- theatrical poster
- Directed by: Garson Kanin
- Screenplay by: John Twist Garson Kanin (uncredited)
- Based on: "The Great Man Votes" (short story) by Gordon Malherbe Hillman
- Produced by: Cliff Reid
- Starring: John Barrymore
- Cinematography: Russell Metty
- Edited by: Jack Hively
- Music by: Roy Webb
- Distributed by: RKO Radio Pictures
- Release date: January 13, 1939 (US);
- Running time: 72 minutes
- Country: United States
- Language: English
- Budget: $265,000
- Box office: $432,000

= The Great Man Votes =

1939 film by Garson Kanin

The Great Man Votes is a 1939 American drama film starring John Barrymore as a widowed professor turned drunkard who has the deciding vote in an election for mayor. It was based on the short story of the same name by Gordon Malherbe Hillman published in the November 1933 issue of American Magazine. The plot of the 2008 movie Swing Vote has been compared to The Great Man Votes.

==Plot==
Former Harvard professor Gregory Vance, now an outcast alcoholic in a small city, is introduced hitching a ride with the local milkman, who also delivers alcohol to him, after his shift in his current job as a night watchman. Despite his alcoholism, Vance cares for his children, Joan and Donald, bringing them up on the classics, teaching them Latin, and having them recite Shakespeare. They in turn look after their father and his reputation.
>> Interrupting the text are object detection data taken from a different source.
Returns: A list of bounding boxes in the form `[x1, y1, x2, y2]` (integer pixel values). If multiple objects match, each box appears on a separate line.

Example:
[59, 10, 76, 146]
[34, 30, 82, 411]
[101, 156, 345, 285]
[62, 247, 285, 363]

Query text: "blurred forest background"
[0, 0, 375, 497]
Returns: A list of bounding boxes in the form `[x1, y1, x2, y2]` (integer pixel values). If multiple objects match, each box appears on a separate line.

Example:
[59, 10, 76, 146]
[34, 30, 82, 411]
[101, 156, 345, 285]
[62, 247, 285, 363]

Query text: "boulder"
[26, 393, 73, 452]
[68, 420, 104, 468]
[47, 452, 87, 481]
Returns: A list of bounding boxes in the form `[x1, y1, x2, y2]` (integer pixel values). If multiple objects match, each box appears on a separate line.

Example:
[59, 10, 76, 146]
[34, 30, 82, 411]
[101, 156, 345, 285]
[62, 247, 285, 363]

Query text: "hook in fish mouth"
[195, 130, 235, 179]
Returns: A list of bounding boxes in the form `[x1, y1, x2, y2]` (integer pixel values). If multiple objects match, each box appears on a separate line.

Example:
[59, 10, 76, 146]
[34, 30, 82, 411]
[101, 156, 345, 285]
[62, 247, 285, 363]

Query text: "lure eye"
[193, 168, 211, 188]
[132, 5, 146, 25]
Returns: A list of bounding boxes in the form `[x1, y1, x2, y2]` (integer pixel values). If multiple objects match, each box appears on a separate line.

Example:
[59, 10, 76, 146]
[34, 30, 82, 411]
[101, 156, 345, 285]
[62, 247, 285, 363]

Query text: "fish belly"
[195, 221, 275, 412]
After an altercation between his children and some bullies, led by the son of "Iron Hat" McCarthy, the local political boss, Vance is visited by his children's teacher, Agnes Billow, and the two become friendly with each other, especially as she realizes that Vance is a writer she greatly respected and he reveals that his fall from respectability began with the death of the children's mother.

With a city election for mayor nearing, Iron Hat is informed that every vote in the city is already locked in place, with a likely tie between the boss's handpicked current mayor and a rival, with one exception in one crucial ward—Gregory Vance. At the same time, Vance's wealthy in-laws are threatening to take custody of his children, something Joan and Donald do not want, despite the material advantages that would offer them.

Trying to woo Vance for his vote, Iron Hat offers him a low-level job with the city, but the children are able to raise the bargaining stakes until Vance is offered the post of Commissioner of Education. Vance himself is reluctant to be a party to such dirty politics, but when he demands getting the job offer in writing, he is able to expose the corruption of the mayor and Iron Hat. Now socially respectable and a new man, Vance is able to turn over a new leaf, presumably along with Miss Billow.

==Reception==
The film recorded a loss of $10,000.